[cairo] Automated testing of Cairo

Fri Aug 18 03:30:58 PDT 2006

On Fri, 18 Aug 2006 02:13:20 -0700, Bryce Harrington wrote:
> Well, technically the git clone is sitting on one machine (the test
> driver), and the errors occur on all of the other systems that are
> trying to apply the patch the driver produces.

Sure. But you must have some mechanism of copying files from one to
the other, (since you're currently copying a patch from one to the
other somehow).

>                                                But yes, probably if we
> were using tarballs of cairo instead of patches, this problem wouldn't
> be there.  (This is what I've been doing with Inkscape, for instance).

> [After investigation it turned out that the problem was that patches
> made via git diff aren't guaranteed to apply to the official cairo
> tarballs, because the tarballs contain generated files not stored in
> git.]

The tar files do contain generated files not in git, (configure for
example), but that actually only broke the couple of systems of yours
that didn't have autoconf installed.

What led to to the failed patch was the reverse problem. That there
are files in git that aren't in the released tar files, (ROADMAP was
the one in particular that caused a problem). Bryce fixed this by
generating a tar file with "git tar-tree" and using that rather than
using a released cairo tar file.

It would be nice to fix this problem in general. The problem with
trying to get all of the files into the automake-generated tar files,
(which is what we're currently using for releases), is the pain of
manually maintaining the EXTRA_DIST variable to list them all. This is
extremely fragile and error prone and is very likely to break many
times in the future. (As nothing would indicate that we were missing a
file in a released tar file until potentially much later after the
release when the missing file was first modified and crucible would
fall over with a failed patch.)

A git-generated tar file doesn't have any missing source, but it also
doesn't have a configure script in it, so it's not quite ready for use
as a release.

For now, it probably makes sense for us to continue to use
automake-generated tar files for releases. And then just be sure to
use something other than those for the use of crucible, (either

> To be honest, I'm not completely convinced about this, but only because
> there's just too many things I don't know about git.  For you, git is
> known and crucible is new, but for me its the opposite.
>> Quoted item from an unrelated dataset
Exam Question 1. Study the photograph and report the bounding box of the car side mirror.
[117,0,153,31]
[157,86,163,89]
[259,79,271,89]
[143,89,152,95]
Sure. So just take all that I said as me thinking out loud about one
way to design the system. And in the future when you are more
comfortable with git and are thinking about system design things, then
you can think back on what we've talked about here.

> > 1) SVG failing many tests

The SVG failures are pretty much gone now with the fix from
Behdad. The only exception is nfs11, so I don't know yet what is still
missing there.

> > 2) PS failing a handful of tests
> >
> >    This is the ghostscript version discrepancy we discussed earlier.
>
> Yes, but I'm still unclear about if this is something you'll need to
> fix, or if it's something I need to do?  If so, what?

If you want the tests to pass then you'll need to install the version
of ghostscript we used to generate the reference images, (ESP
Ghostscript 8.15.2). I believe this is the version that comes
naturally with Debian unstable and recent Fedora installations. I
don't know anything about gentoo.

If you can make an argument for settling on a different version of
ghostscript, then we can re-generate the reference images with that
and get the cairo developers to all switch. But let's try changing
your end first.

> > 3) Some systems fail every test using text
>
> All of the gentoo systems have ttf-bitstream-vera installed now,

This is definitely a required font for the tests. And very recently
Behdad made two tests, (ft-text-vertical-layout-*), also require
"Nimbus Sans L". It turns out that even Behdad and I didn't get our
two systems to agree on the exact glyph shapes associated with that
font name. Our plan to fix this going forward is to bundle all
required fonts directly with the test suite, so that should help
eliminate this class of problems.

> Regarding freetype, most systems have 2.1.9 installed.  2.1.10 is
> available in gentoo unstable but I have not yet upgraded the systems to
> that.  Would you like me to try that?

I've got freetype 2.2.1 here. But we do go out of our way to try to
avoid as much as possible with regard to font rendering that would
show version-specific deviation, (we turn off all font hinting,
etc.). For example, I'm pretty sure I upgraded freetype not too long
ago and I don't think I saw any changes in the text test output.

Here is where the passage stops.